What your winter sprinkler scope should explicitly include
A reliable winter shutdown scope should describe both method and verification. Look for language that indicates they’re addressing system hardware—sprinkler valves, the lines feeding your heads, and any devices involved in managing water movement in the system.
During the conversation, pay attention to whether they explain how they handle water in the system for winter protection and whether they discuss how results are confirmed. If the plan sounds like it only targets sprinkler heads but not valves and laterals, you may be purchasing a partial process—one that can lead to problems once warmer weather returns.
Common failures you don’t want to discover after winter
Even if a system seems to shut down correctly, cold weather can expose weak points such as small leaks in underground sections, valve-related issues, or components that don’t seal as expected. When spring arrives, you don’t want to find issues after turf is stressed or after you notice a zone behaving inconsistently.
Ask how they would distinguish between a winter shutdown problem and a spring-startup problem. If a zone doesn’t pressurize properly or coverage looks weak, the underlying cause may be tied to valve performance, line restriction, or an imbalance left unresolved during the off-season shut down.
Spring startup should verify performance, not only “start the system”
Spring startup is the time to confirm the irrigation system delivers the work you paid for during the summer.
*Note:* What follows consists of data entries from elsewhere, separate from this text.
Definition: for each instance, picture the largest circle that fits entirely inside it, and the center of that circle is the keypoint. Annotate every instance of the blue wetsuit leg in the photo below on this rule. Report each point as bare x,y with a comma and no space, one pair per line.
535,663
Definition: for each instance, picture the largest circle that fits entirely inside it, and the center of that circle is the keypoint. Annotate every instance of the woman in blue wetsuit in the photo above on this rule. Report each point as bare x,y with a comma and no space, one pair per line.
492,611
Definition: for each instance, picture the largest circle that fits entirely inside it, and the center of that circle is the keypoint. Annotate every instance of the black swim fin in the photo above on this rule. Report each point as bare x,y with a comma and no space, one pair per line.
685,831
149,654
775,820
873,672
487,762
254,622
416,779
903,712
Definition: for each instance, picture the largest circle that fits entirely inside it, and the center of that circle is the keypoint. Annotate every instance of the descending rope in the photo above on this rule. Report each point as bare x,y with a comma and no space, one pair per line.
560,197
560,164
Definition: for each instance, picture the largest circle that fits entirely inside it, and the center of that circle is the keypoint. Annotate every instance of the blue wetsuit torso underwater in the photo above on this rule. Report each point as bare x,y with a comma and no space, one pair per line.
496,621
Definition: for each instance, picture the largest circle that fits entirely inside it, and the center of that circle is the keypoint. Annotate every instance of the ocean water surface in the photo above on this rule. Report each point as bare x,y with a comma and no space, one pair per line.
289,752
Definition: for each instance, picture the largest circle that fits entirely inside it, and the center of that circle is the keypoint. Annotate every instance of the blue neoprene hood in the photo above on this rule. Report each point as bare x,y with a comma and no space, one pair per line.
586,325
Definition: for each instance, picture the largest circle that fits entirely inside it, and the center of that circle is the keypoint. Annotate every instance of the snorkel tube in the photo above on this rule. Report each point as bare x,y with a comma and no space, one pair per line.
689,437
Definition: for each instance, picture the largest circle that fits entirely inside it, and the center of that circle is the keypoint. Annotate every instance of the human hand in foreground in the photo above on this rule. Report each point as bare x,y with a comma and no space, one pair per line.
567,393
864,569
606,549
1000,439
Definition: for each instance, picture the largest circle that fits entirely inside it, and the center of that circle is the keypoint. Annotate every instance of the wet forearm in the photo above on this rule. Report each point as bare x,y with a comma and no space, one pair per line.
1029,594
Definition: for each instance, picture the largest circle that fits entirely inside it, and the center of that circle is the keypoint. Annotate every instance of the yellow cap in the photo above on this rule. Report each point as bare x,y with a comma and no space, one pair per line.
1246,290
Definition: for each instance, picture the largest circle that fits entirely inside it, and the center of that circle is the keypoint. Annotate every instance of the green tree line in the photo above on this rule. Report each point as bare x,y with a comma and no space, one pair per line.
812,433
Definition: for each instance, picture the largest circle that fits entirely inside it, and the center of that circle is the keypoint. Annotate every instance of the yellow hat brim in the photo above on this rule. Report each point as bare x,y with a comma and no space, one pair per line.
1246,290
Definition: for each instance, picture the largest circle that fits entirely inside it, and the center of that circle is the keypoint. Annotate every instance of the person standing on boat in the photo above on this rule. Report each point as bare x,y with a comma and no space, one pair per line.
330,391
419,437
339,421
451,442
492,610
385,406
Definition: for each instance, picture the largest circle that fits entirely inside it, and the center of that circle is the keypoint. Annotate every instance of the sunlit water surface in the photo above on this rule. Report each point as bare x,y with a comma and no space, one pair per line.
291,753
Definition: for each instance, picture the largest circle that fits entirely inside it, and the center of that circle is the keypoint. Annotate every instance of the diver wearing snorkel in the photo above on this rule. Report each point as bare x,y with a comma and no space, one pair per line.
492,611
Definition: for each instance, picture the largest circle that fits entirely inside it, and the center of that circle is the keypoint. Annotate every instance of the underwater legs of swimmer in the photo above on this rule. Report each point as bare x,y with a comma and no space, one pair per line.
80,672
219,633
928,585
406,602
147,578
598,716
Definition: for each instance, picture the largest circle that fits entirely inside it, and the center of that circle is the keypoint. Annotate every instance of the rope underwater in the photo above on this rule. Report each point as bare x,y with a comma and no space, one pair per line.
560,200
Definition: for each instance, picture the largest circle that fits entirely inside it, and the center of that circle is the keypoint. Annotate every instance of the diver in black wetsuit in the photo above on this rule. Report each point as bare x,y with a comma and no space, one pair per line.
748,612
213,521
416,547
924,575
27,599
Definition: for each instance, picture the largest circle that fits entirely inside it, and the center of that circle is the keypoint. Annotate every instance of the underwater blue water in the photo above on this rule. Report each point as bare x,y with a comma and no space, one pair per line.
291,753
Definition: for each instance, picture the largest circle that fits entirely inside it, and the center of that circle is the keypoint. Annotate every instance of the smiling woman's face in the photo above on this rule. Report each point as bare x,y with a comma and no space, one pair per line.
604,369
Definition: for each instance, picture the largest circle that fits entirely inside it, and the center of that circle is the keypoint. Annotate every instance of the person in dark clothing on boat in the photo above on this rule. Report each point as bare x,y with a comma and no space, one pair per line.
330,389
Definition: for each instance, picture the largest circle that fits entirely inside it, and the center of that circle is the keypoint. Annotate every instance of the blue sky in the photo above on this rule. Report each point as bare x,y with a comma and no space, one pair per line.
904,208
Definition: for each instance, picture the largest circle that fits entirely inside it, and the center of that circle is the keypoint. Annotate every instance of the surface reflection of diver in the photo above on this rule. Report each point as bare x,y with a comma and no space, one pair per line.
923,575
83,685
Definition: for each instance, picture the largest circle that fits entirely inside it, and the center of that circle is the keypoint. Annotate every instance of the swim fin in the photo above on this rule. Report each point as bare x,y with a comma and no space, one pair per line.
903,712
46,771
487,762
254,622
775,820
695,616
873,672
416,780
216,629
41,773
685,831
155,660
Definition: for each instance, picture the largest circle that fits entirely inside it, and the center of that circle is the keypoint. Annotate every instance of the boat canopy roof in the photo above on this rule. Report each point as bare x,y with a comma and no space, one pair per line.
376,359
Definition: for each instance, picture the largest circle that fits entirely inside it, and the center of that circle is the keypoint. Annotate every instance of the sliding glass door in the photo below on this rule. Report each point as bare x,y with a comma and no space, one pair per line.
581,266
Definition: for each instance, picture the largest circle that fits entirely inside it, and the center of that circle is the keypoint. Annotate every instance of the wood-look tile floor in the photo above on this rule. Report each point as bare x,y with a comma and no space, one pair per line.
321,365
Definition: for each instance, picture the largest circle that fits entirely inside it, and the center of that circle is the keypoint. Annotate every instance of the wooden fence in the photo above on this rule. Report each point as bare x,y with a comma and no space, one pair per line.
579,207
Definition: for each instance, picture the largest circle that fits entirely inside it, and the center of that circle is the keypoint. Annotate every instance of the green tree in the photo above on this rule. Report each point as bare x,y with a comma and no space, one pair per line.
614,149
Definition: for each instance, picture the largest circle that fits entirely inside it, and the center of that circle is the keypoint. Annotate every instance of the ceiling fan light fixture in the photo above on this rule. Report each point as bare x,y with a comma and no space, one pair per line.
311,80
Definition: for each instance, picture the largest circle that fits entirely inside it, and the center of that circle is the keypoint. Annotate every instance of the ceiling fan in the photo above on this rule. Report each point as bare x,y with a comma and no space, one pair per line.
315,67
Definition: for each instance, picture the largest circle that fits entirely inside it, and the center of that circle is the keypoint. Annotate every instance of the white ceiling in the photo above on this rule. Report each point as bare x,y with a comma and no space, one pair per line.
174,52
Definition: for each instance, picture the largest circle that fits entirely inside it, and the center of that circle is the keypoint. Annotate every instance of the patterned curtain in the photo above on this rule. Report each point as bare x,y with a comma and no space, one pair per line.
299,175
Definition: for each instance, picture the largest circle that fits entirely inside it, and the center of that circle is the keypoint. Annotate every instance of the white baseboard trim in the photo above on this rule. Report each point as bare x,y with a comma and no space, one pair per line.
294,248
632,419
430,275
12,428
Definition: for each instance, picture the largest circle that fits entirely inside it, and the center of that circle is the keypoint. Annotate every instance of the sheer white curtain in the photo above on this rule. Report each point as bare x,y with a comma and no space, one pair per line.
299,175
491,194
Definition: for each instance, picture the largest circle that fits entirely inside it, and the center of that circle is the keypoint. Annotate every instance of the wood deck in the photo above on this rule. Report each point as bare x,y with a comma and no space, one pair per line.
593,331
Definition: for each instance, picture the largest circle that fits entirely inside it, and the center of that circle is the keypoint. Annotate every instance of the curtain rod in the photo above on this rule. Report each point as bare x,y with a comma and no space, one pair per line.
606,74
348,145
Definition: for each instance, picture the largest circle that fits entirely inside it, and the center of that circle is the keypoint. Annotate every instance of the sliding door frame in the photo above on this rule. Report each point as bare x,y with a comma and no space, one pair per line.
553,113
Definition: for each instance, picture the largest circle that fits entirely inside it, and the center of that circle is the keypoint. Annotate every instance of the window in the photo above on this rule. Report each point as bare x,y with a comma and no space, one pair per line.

That means verifying that zones activate in the right sequence, that coverage matches the layout of your yard, and that valves and sprinklers respond correctly to the controller.
If you use water-saving controller programming or updated irrigation settings, spring is also the time to validate schedules and confirm the system isn’t running more frequently than needed. A strong spring visit should produce clarity: which zones run correctly, which need adjustment, and what to watch as temperatures rise.
How to compare two quotes without getting stuck on price
Price matters, but a lower quote can still be the wrong decision if it omits parts of the process that help prevent repeat failures. When comparing G & H Landscaping, Inc. with other irrigation providers, use these scope anchors:
- Valve + zone confirmation: Does the quote describe checking the valves that control each zone?
- Line handling and readiness: Does it explain how the contractor addresses water in the sprinkler lines for winter protection?
- Testing after work: Will they verify operation after shutdown and (where applicable) after startup so you don’t find problems later?
- Documentation: Will you receive details on what was tested and what changed?
Call G & H with targeted questions before scheduling
If you contact them at +1 413-532-4888 or visit http://www.ghlandscaping.com/, bring your questions back to the same core idea: winterization and spring startup are different scopes with different verification goals. For winterization, confirm the method they use and what they consider “complete.” For spring startup, ask how they validate sprinkler coverage and valve function. You’re not only hiring a crew—you’re building a repeatable process that keeps your lawn irrigation system dependable through cold months and ready to perform again.
Separating winterization from spring startup in your scope discussion helps you avoid mismatched work orders, reduce repeat issues around irrigation valves and lines, and make quotes easier to compare. When a contractor can spell out exactly what they will do to your sprinkler system components, the decision becomes clearer—and far less likely to disappoint later.